It is important that current events are understood in the context of the history that has brought us to this point and the data that shows how the reverberations continue today as a result of that history. Pupils do need to develop a recognition that British colonial history was complicit in establishing racist attitudes and divides that have left a legacy that still impacts today. In this context they will better understand why people might find deeply offensive the celebration of historical figures that were inherently part of systemic slavery and exploitation of Black peoples over centuries. This also needs an underpinning of the law in the past, the law in the present and the political and legal systems by which change should be able to be brought about.
At the time of writing, Google maps shows the location of the Edward Colston statue as being in the River Avon. There is a long and detailed history in Bristol of public disquiet about this statue of a man whose wealth was gained at the expense of kidnapped, enslaved, murdered and abused Africans. There is much other evidence of the public celebration of Colston’s life in the city, such as in the naming of a major concert venue and a school. Local political processes failed repeatedly to find a way forward in the face of the growing protest evidenced around the statue constantly. This has been the experience of just one city. Since these developments the protests in other cities are also finding a stronger voice. Peaceful and lawful protest within the law is an important part of our democratic right of expression and our young people should understand that.
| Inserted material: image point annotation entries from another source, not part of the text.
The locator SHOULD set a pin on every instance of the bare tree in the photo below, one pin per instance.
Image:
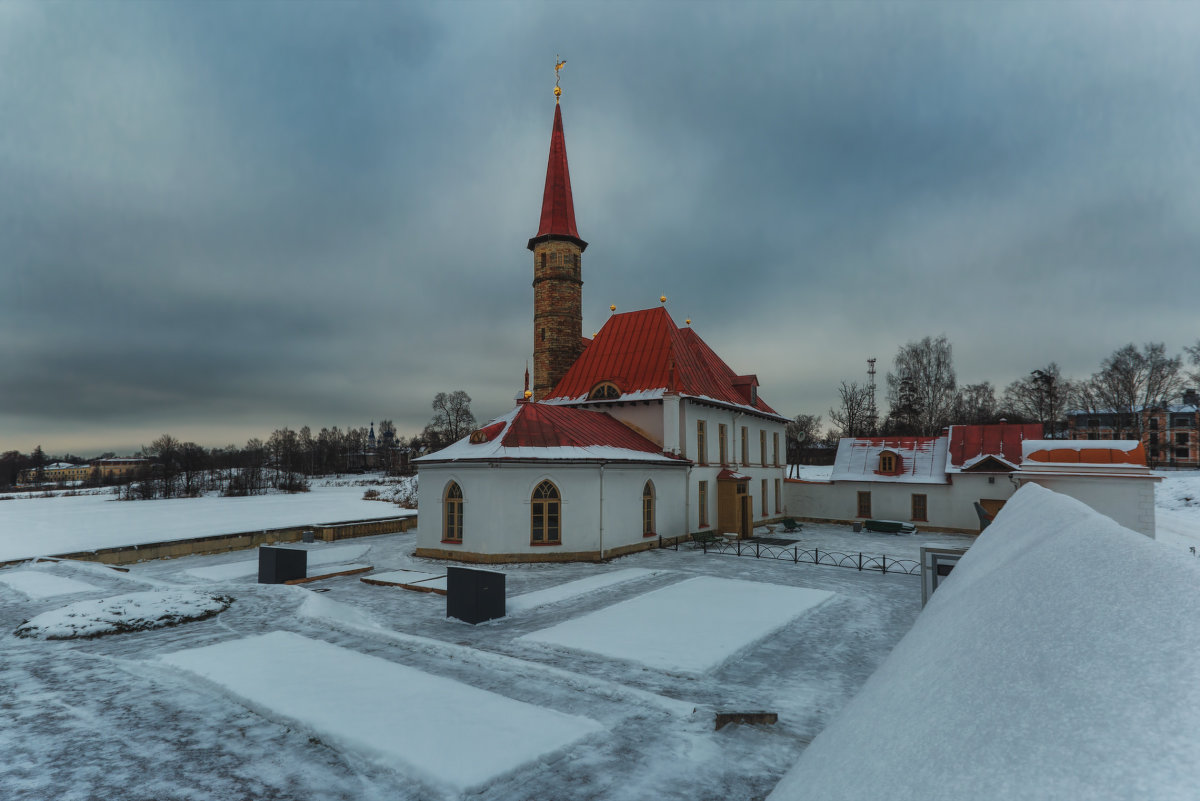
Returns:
(1193, 353)
(1043, 397)
(921, 391)
(451, 421)
(802, 433)
(852, 417)
(976, 404)
(1131, 381)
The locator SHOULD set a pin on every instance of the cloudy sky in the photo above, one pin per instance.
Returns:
(219, 218)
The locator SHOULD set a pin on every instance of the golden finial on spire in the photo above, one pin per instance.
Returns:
(558, 65)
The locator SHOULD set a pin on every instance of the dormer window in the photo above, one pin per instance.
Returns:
(604, 391)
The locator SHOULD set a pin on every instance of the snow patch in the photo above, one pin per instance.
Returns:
(689, 627)
(124, 613)
(36, 584)
(443, 732)
(1060, 657)
(580, 586)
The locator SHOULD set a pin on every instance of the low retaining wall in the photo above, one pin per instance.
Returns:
(225, 542)
(546, 556)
Many schools teach about the civil rights movement in the USA, whilst overlooking parallels in this country, such as the Bristol bus boycott in 1963*. The British experience of racism and prejudice was different from that in the USA, but racism exists in our country and we must continue to be open to learning how it manifests itself and be ready to take action. Do our primary and secondary schools still revisit the life of Stephen Lawrence and explore how much had to be learned by mainstream institutions about their contribution to his attack, his death on the street and the failure to prosecute his killers? I hope so. The learning made changes to the law. Did we talk with pupils about the Windrush scandal and revisit that history? It isn’t too late.
The ending of systemic racism in our society and in our institutions begins with knowledge and understanding of the past and the present. It requires empathy and a recognition of our shared humanity and personal responsibility. It takes ‘courageous advocacy’ to stand up for fairness and equality and it is our responsibility as educators to skill our young people to be able to recognise where there is a wrong and to stand up and be counted through lawful and safe means. To build a better society, each and every one of us in schools must be open to working on ourselves. In Michelle Obama’s words, “It starts with self-examination and listening to those whose lives are different from our own.”
First they came for the Socialists, and I did not speak out— Because I was not a Socialist. Then they came for the Trade Unionists, and I did not speak out— Because I was not a Trade Unionist. Then they came for the Jews, and I did not speak out— Because I was not a Jew. Then they came for me—and there was no one left to speak for me.